Dybvig, R. Kent (1993). Continuations. Section 3.3 of The Scheme Programming Language, Third Edition. Cambridge, MA: The MIT Press. Available online at http://www.scheme.com/tspl3/further.html#./further:h3

Dybvig, R. Kent (1993). Continuation Passing Style. Section 3.4 of The Scheme Programming Language, Third Edition. Cambridge, MA: The MIT Press. Available online at http://www.scheme.com/tspl3/further.html#./further:h4


I understand that a continuation is a function representing the future of a computation. However, what happens when the same expression is being evaluated simulateously? Let's take the case of a very basic example: (/ (- x 1) (- x 2)). What continuation is used in each of the expressions (- x 1) and (- x 2)?

It depends on what order the compiler decides the parameters to / should be evaluated. If it evaluates the first one first, the continuation to (- x 1) is (lambda (tmp) (/ tmp (- x 2)) and the continuation to (- x 2) is (lambda (tmp2) (/ tmp tmp2)).

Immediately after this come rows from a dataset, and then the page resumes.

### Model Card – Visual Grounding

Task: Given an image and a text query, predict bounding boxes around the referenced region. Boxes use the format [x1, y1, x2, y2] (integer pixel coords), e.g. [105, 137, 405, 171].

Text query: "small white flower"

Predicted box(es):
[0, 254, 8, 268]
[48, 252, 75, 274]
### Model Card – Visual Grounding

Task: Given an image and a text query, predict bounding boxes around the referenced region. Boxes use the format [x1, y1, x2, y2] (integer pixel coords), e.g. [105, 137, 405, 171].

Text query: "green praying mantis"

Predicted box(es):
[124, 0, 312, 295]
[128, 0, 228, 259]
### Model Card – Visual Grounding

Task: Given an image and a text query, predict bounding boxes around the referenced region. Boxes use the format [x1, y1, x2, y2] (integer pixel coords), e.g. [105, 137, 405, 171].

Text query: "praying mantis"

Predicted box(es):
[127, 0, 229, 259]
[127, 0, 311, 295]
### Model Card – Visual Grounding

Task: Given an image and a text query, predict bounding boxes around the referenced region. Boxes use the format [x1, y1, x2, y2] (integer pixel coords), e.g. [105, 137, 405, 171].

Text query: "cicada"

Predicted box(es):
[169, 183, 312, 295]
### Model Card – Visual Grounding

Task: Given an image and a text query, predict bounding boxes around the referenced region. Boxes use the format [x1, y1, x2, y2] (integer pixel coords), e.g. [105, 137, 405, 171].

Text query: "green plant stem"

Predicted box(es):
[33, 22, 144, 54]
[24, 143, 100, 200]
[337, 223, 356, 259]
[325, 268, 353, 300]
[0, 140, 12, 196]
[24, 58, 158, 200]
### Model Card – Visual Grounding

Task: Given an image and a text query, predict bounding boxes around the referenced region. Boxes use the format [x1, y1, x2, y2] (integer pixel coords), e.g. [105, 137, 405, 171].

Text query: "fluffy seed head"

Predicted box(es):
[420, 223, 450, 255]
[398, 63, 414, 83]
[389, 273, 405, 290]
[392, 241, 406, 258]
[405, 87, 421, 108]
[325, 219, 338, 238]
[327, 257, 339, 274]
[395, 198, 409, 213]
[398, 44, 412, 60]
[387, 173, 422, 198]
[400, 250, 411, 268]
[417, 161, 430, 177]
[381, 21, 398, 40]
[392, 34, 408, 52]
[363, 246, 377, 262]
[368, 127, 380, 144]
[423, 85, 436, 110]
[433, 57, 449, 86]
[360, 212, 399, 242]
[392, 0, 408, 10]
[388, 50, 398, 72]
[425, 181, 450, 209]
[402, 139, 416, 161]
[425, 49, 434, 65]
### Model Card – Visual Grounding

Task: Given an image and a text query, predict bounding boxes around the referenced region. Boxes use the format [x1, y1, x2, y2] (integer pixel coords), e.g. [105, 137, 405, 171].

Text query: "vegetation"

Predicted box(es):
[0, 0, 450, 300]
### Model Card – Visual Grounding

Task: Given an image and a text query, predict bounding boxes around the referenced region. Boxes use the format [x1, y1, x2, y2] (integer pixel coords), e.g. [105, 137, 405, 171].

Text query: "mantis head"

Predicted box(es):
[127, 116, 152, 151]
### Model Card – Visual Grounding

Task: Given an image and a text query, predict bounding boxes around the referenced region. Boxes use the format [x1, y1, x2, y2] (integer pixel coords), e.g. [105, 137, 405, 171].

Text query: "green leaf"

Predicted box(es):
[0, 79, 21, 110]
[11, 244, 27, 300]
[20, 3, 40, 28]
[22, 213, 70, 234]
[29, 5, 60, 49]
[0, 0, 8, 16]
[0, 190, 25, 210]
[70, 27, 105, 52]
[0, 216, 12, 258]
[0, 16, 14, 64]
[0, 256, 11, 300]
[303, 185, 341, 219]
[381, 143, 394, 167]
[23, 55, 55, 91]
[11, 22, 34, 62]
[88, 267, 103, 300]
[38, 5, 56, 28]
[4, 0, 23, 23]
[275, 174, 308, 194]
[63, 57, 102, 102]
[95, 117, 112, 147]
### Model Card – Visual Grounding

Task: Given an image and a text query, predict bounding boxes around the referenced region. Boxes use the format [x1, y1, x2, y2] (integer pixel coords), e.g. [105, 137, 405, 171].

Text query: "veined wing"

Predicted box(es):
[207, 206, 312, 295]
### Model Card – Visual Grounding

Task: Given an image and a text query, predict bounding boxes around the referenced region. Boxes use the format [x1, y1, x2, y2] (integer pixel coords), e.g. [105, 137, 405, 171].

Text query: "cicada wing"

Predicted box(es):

While continuations strike me as a powerful method in computation, they also strikes me as really inefficient. One of the reasons we like recursion is because we can do tail recursion wherein we don't have a bunch of information on the stack. Continuations seem entirely dependent on building up a stack, isn't that a poor use of memory?

Memory is fairly cheap. The timing results I've run on tail-recursive vs. non-tail-recursive procedures for the same problem typically show less than a 1% difference in running time. As importantly, well-implemented continuations can actually produce somewhat faster code.


I think I understand conditionals on a semantic level, but I don't understand the syntax for them. They seem to allow for flow control that is part recursion, part iteration, and part conditional behavior. Am I correct in thinking that Continuations are for flow control?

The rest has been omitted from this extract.